If you use ParGAP to solve a problem then please send a short email to gene@ccs.neu.edu about it, and cite the ParGAP package as follows:

\bibitem[Coo99]{Coo99}
      Cooperman, Gene,
      {\sl Parallel GAP/MPI (ParGAP/MPI)}, Version 1,
      College of Computer Science, Northeastern University, 1999,
      \verb+http://www.ccs.neu.edu/home/gene/pargap.html+.

1.6 Invoking ParGAP with Remote Slaves

ParGAP, unlike GAP, must be invoked under a separate name. After ParGAP has been installed, a script bin/pargap.sh will have been created which (after any changes you needed to make; see Section Installing ParGAP) you should use to invoke ParGAP. This is similar to GAP_ROOT_DIR/bin/gap.sh that is used to invoke the non-parallel GAP. Installers are encouraged to treat pargap.sh in analogy to gap.sh.

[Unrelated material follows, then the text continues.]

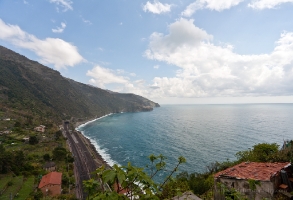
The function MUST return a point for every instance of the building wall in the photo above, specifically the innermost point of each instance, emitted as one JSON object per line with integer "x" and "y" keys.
{"x": 265, "y": 190}
{"x": 53, "y": 190}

For example, if your site has copied gap.sh to /usr/local/bin/gap, then you should also look for the pargap.sh script as /usr/local/bin/pargap.

In addition, when pargap (we'll assume that's how ParGAP is invoked at your site) is called, there must be a file, procgroup, in the current directory, or alternatively, if you wish to use a single procgroup file for all jobs, and that procgroup file is in /home/joe, then you can alias pargap to pargap -p4pg /home/joe/procgroup.

The procgroup file has a simple syntax, taken from the MPICH implementation of MPI (inherited from P4). A # in column 1 introduces a comment line. The first non-comment line should be local 0, verbatim. This line declares the master process as the local process. Other lines are of the form:

host-machine 1 pargap-script

e.g.

regulus.ccs.neu.edu 1 /usr/local/bin/pargap

The first field is the hostname for a remote process. The second field specifies one thread per process. (ParGAP recognizes only the value 1 for the second field.) The third field is an absolute pathname for ParGAP, as it would be called on the remote process. Note that you can repeat the same line twice if you want two remote ParGAP processes on the same processor. The default procgroup provided in the distribution will have lines of form:

localhost 1 path-of-provided-pargap.sh

If you change path-of-provided-pargap.sh to just, say, pargap, this will work only if pargap is in your path on the remote machine shell (localhost in this case), using your default shell. On most machines, localhost is an alias for the local processor. This is a good default for debugging, so that you don't disturb users on other machines.

MPI will use a line

host-machine 1 pargap-script

to create a UNIX subprocess executing:

rsh host-machine pargap-script

Suppose host-machine is regulus.ccs.neu.edu and pargap-script is /usr/local/bin/pargap as in the above example, and we were to have trouble invoking ParGAP, then it would be a good idea to try invoking rsh regulus.ccs.neu.edu from a UNIX prompt and if that succeeds, to then try executing the full rsh command.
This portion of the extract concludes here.